In your letter, you state that a California Corporation primarily engaged in direct automobile lending intends to engage in this type of lending in Massachusetts. These loans would be offered through an Internet web site accessible by consumers nationwide. The corporation does not maintain an office in the Commonwealth or have any personnel operating in this state. All contact with the consumer would be by mail and payments are processed and loans serviced in California or Florida. All loans secured by an automobile would be for amounts ranging from $7,500.00 to $50,000.00. You ask the Division to confirm the maximum interest rate on these loans allowable under Massachusetts law.
Your letter concerning the maximum interest rates for direct automobile lending raises two separate issues.

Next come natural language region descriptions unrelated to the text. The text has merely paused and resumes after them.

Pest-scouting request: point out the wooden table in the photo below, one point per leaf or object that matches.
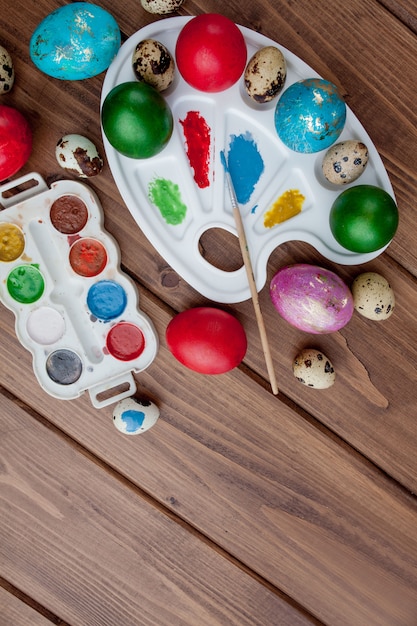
(237, 507)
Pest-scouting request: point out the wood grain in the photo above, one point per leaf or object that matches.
(237, 507)
(72, 531)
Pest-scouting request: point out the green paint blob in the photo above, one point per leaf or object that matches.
(25, 284)
(167, 197)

The first issue relevant to the loans to be made by the Corporation is whether these loans would be considered "small loans" for the purpose of Massachusetts General Laws chapter 140, section 96, the Small Loans Act, so-called. Said section 96 is applicable to all loans of $6,000.00 or less for personal, family or household purposes and it makes these loans subject to the Small Loan Rate Order cited as regulation 209 CMR 26.00. The rate order establishes a maximum interest rate for small loans of twenty-three percent in addition to a $20.00 administrative fee. As stated in your letter, the Corporation intends for all loan amounts to exceed $7,500.00 which would mean that the interest rate cap for small loans would not be applicable. However, in the event that any of the automobile loans made by the Corporation were for amounts of $6,000.00 or less, these loans would be subject to the Small Loan Rate Order. Please be advised that legislation is pending in the Massachusetts Legislature which would increase the small loans coverage to $9,000.00 and subsequently adjusted annually by the Consumer Price Index.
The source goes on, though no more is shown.